Co więcej, zmiany technologiczne, genetyczne i zarządcze, które zaszły w amerykańskim rolnictwie w ciągu ostatnich 70 lat sprawiły, że produkcja zwierzęca stała się bardziej wydajna i mniej wymagająca emisji gazów cieplarnianych. Według statystycznej bazy danych FAO całkowita bezpośrednia emisja gazów cieplarnianych z zwierząt gospodarskich w USA zmniejszyła się o 11,3 procent od 1961 r., podczas gdy produkcja mięsa zwierząt gospodarskich wzrosła ponad dwukrotnie.

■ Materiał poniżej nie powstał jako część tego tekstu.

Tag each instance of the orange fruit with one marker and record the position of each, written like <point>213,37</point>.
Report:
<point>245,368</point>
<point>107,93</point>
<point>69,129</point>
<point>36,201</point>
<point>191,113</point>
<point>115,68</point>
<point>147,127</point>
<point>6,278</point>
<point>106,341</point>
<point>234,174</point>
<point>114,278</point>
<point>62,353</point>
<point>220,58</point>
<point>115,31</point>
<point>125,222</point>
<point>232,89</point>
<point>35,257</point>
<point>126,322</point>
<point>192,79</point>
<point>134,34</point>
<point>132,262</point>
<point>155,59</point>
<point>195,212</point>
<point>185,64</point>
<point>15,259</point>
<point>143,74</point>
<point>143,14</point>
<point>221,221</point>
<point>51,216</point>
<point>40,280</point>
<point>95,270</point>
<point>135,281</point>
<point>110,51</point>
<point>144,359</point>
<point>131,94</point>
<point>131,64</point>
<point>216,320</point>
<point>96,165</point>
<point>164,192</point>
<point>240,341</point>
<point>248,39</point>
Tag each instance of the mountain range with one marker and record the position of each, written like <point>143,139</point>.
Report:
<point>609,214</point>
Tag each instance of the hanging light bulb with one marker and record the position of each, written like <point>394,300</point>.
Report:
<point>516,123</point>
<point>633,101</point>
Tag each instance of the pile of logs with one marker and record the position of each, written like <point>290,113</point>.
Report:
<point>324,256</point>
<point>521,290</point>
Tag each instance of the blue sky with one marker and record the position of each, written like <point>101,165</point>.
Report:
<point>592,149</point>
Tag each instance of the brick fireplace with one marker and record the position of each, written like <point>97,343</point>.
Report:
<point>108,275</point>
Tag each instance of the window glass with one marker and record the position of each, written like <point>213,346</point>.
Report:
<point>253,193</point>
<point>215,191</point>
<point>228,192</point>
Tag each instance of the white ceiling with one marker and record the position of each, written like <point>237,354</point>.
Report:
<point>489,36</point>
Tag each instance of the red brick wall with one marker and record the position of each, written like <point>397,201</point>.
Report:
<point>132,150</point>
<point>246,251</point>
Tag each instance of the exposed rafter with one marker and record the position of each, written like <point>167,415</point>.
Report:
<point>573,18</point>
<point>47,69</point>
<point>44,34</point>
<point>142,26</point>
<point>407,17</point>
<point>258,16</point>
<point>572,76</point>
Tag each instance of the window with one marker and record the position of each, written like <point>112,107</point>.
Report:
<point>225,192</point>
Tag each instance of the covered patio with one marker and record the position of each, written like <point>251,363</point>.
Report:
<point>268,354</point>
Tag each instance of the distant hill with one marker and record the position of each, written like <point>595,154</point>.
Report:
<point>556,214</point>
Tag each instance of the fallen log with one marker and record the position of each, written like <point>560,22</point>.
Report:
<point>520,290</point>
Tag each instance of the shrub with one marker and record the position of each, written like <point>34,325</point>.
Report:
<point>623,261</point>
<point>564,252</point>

popyt na mięso rośnie w gospodarkach rozwijających się i wschodzących, z Bliskim Wschodem, Afryką Północną i Azją Południowo-Wschodnią na czele. Jednak spożycie mięsa na mieszkańca w tych regionach pozostaje w tyle niż w krajach rozwiniętych. W 2015 r. średnie roczne spożycie mięsa na mieszkańca w krajach rozwiniętych wyniosło 92 kilogramy, w porównaniu do 24 kilogramów na Bliskim Wschodzie i w Afryce Północnej oraz 18 kilogramów w Azji Południowo-Wschodniej.
mimo to, biorąc pod uwagę przewidywany wzrost liczby ludności w krajach rozwijających się, kraje takie jak Stany Zjednoczone z pewnością będą miały okazję do wprowadzenia na rynek zrównoważonych praktyk chowu zwierząt.
wartość rolnictwa dla zwierząt
rolnictwo w niewielkim stopniu obniżyłoby krajowe emisje gazów cieplarnianych, ale utrudniłoby również zaspokajanie potrzeb żywieniowych. Wielu krytyków rolnictwa zwierzęcego szybko zauważa, że gdyby rolnicy hodowali tylko rośliny, mogliby wyprodukować więcej funtów żywności i więcej kalorii na osobę. Ale ludzie potrzebują również wielu niezbędnych mikro-i makroelementów dla dobrego zdrowia.
trudno postawić przekonujący argument, że Stany Zjednoczone mają deficyt kalorii, biorąc pod uwagę wysokie krajowe wskaźniki otyłości dorosłych i dzieci. Co więcej, nie wszystkie części roślin są jadalne lub pożądane. Hodowla zwierząt jest sposobem na dodanie wartości odżywczej i ekonomicznej do rolnictwa roślin.
jako przykład, energia w roślinach, którą zużywa zwierzę, jest najczęściej zawarta w celulozie, która jest niestrawna dla ludzi i wielu innych ssaków. Ale krowy, owce i inne przeżuwacze mogą rozkładać celulozę i uwalniać energię słoneczną zawartą w tym ogromnym zasobie. Według FAO, aż 70 procent wszystkich gruntów rolnych na świecie to tereny zasięgu, które mogą być wykorzystywane tylko jako pastwiska dla zwierząt gospodarskich przeżuwaczy.
obecnie przewiduje się, że populacja na świecie osiągnie 9.8 miliardów ludzi do 2050 roku. Karmienie tak wielu ludzi spowoduje ogromne wyzwania. Mięso jest bardziej gęste w stosunku do składników odżywczych w porcji niż opcje wegetariańskie, a zwierzęta przeżuwające w dużej mierze rozwijają się na paszy, która nie jest odpowiednia dla ludzi. Hodowla zwierząt gospodarskich oferuje również bardzo potrzebne dochody drobnym rolnikom w krajach rozwijających się. Na całym świecie hodowla zapewnia utrzymanie miliardowi ludzi.
zmiany klimatyczne wymagają pilnej uwagi, a przemysł hodowlany ma duży ogólny wpływ na środowisko, który wpływa na powietrze, wodę i ziemię. W połączeniu z szybko rosnącą populacją na świecie dają nam wiele przekonujących powodów do dalszej pracy na rzecz większej wydajności w rolnictwie zwierzęcym. Myślę, że trzeba zacząć od faktów opartych na nauce.